Isolation of polymorphic microsatellite markers in Culex pipiens (Keyghobadi et al. 2004) has also been reported with H_E and H_O analysis only, which was utilized in a separate study by Keyghobadi et al. (2006) to determine the population structure of Cx. pipiens in Hawaii. Edillo et al. (2007) characterized microsatellite markers of Cx. pipiens by analyzing deviations from H-WE, LD, codominant Mendelian inheritance, heterozygosities (H_E and H_O), presence of null alleles, and broader applicability in other countries. Edillo et al. (2009) utilized these good markers (Edillo et al. 2007) in a separate study on the population structure of Cx. pipiens populations in eastern North America. In Anopheles (Lather et al. 2015), genetic analysis of polymorphic microsatellite markers included deviations from H-WE, LD, codominant Mendelian pattern, presence of null alleles, heterozygosities, and cross-amplification in other species. In other taxa, Masran and Majid (2018) developed seven microsatellite markers from Cimex hemipterus (Fabricius) (Hemiptera: Cimicidae) by analyzing results from H-WE, LD, and screening for null alleles on their natural populations. Recent SSR characterization isolated from fin whales (Tardy et al. 2020) and earthworm (Liu et al. 2020) assessed H-WE, LD, allelic diversity, heterozygosities, and cross-amplification with other species.

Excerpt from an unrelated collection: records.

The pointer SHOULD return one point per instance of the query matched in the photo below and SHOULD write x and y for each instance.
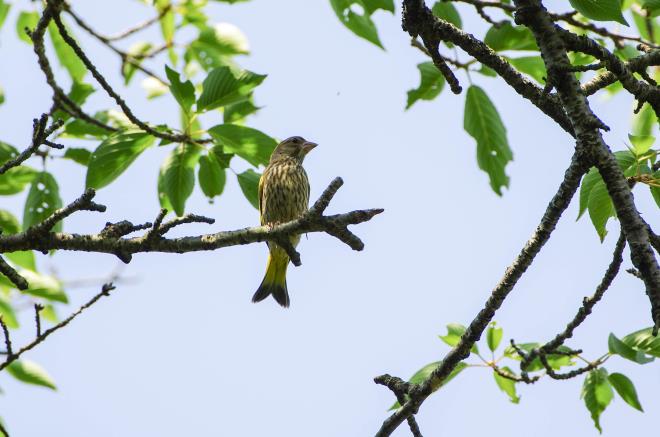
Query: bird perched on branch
(283, 196)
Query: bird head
(292, 147)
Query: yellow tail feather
(274, 281)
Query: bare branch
(105, 291)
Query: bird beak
(308, 146)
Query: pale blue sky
(185, 352)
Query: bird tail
(274, 281)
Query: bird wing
(261, 196)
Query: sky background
(181, 350)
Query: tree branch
(418, 20)
(11, 357)
(592, 146)
(555, 209)
(108, 240)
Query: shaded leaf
(620, 348)
(223, 87)
(43, 200)
(431, 84)
(508, 386)
(79, 155)
(179, 175)
(422, 375)
(249, 183)
(114, 155)
(250, 144)
(597, 394)
(44, 286)
(626, 389)
(26, 20)
(183, 92)
(454, 333)
(483, 123)
(211, 175)
(31, 373)
(355, 15)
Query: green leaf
(223, 40)
(422, 375)
(183, 92)
(211, 176)
(652, 6)
(597, 394)
(7, 313)
(641, 143)
(136, 53)
(600, 10)
(7, 152)
(508, 37)
(249, 183)
(167, 23)
(179, 175)
(79, 155)
(26, 20)
(44, 286)
(454, 333)
(43, 200)
(618, 347)
(447, 12)
(588, 182)
(431, 84)
(223, 87)
(644, 122)
(494, 336)
(65, 54)
(626, 389)
(10, 225)
(531, 65)
(114, 156)
(250, 144)
(483, 123)
(237, 112)
(16, 179)
(4, 10)
(655, 191)
(600, 208)
(356, 17)
(508, 386)
(643, 340)
(31, 373)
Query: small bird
(283, 196)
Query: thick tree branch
(592, 146)
(635, 65)
(418, 20)
(556, 207)
(109, 240)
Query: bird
(283, 196)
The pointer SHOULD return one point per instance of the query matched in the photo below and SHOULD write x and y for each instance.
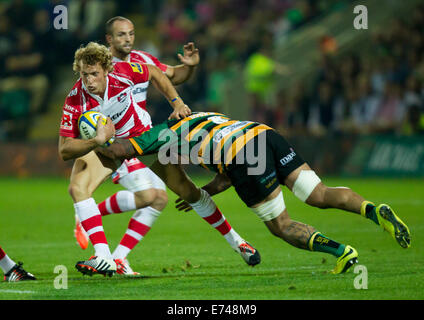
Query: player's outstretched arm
(181, 73)
(120, 149)
(162, 83)
(72, 148)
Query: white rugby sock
(6, 263)
(91, 221)
(122, 201)
(138, 227)
(207, 209)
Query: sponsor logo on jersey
(227, 130)
(122, 97)
(284, 161)
(73, 92)
(136, 67)
(70, 108)
(139, 90)
(66, 122)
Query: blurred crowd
(362, 93)
(378, 90)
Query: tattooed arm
(119, 150)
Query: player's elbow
(119, 150)
(64, 155)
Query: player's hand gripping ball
(87, 124)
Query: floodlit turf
(182, 257)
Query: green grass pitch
(182, 257)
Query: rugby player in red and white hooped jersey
(106, 88)
(120, 37)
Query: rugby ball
(87, 124)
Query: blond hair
(91, 54)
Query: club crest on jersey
(73, 92)
(136, 67)
(288, 157)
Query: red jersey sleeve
(137, 72)
(70, 115)
(156, 61)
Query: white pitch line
(16, 291)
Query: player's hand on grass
(105, 131)
(181, 111)
(182, 205)
(191, 55)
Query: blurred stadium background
(350, 101)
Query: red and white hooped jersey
(118, 102)
(140, 90)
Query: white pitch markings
(16, 291)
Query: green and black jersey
(210, 139)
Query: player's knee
(78, 192)
(145, 198)
(279, 224)
(189, 192)
(318, 196)
(161, 200)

These studies (Keyghobadi et al. 2004, Edillo et al. 2007, Slotman et al. 2007, Lather et al. 2015, Masran and Majid 2018, Liu et al. 2020, Tardy et al. 2020) did not necessarily compare between newly characterized microsatellite markers with a set of previously good published markers and those datasets of published markers with problematic loci like that of Brown et al. (2011) for Ae. aegypti.

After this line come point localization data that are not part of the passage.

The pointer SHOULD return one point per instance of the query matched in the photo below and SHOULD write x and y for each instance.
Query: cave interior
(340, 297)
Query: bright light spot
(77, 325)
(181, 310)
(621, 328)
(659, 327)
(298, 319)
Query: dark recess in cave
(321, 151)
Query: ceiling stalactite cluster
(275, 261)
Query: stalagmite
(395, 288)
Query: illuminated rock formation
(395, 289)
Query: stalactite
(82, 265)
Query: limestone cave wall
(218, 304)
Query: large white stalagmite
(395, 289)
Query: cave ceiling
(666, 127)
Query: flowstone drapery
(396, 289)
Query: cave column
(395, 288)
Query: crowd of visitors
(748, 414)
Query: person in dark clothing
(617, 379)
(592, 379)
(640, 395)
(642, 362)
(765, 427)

Other techniques include genotyping-by-sequencing (GBS) (Elshire et al. 2011) and restriction site-associated DNA sequencing (RADseq) (Davey and Blaxter 2010). The latter has been used to develop markers of Ae. aegypti (Evans et al. 2015, Rasic et al. 2015). Sunde et al. (2020) noted that between RADSeq and microsatellite analysis, RADSeq is a better technique because it produces a higher number of loci.

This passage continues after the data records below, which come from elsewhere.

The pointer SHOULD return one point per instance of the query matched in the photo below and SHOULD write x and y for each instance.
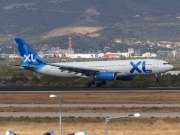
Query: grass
(91, 109)
(122, 97)
(93, 126)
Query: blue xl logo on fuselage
(135, 67)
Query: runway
(90, 105)
(86, 115)
(79, 114)
(56, 88)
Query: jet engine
(105, 76)
(125, 78)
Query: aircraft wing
(85, 71)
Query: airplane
(98, 72)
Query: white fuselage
(121, 67)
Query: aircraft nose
(171, 67)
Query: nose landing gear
(156, 78)
(97, 84)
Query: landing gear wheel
(156, 78)
(103, 83)
(98, 84)
(87, 85)
(92, 82)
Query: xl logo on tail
(29, 58)
(135, 67)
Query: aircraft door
(48, 68)
(155, 64)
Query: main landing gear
(98, 84)
(156, 78)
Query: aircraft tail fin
(28, 55)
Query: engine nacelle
(105, 76)
(125, 78)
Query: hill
(33, 17)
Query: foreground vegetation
(14, 76)
(93, 126)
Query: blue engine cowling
(105, 76)
(125, 78)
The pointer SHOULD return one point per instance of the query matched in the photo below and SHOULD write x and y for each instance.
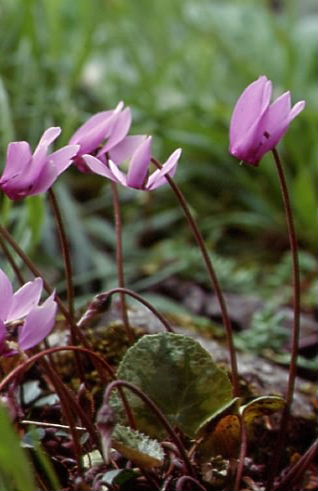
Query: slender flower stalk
(241, 459)
(66, 255)
(212, 275)
(66, 410)
(96, 359)
(32, 267)
(296, 278)
(102, 298)
(120, 261)
(296, 325)
(12, 262)
(157, 411)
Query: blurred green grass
(181, 66)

In conclusion, this study determined two novel and broadly useful microsatellite markers of Philippine Ae. aegypti such as Aaeg1-3D of chromosome 1 and Aaeg3-4C of chromosome 3, that can be added to markers of this species previously developed. Moreover, two markers (Aaeg2-2E of chromosome 2 and Aaeg3-2A of chromosome 3) may still be of use since they met all criteria except that they did not conform to Mendelian codominant inheritance. These latter markers can be used with caution, i.e., these should be utilized together with Aaeg1-3D and Aaeg3-4C and other good microsatellite markers (Chambers et al. 2007, Slotman et al. 2007, Lovin et al. 2009, Brown et al. 2011). In the Philippines, since dengue outbreaks are recurring (NDRRMC 2019, WHO WPRO 2019) and currently only a few studies on the genetic structure of Ae. aegypti were conducted (Fonzi et al. 2015, Sayson et al. 2015, Carvajal et al. 2020), the need to conduct more studies on population structure of this species in the country, in particular, and in the tropics, in general, is very relevant. The additional markers developed in this study will be very useful in studies on the population structure of this species in the tropics, as in our separate study of the Philippine Ae. aegypti to promote effective and timely vector control strategies for public health. In the future, these research initiatives may lead to implementation of urgent actions to safeguard public health against dengue, Zika, chikungunya, and yellow fever that are transmitted by this vector species.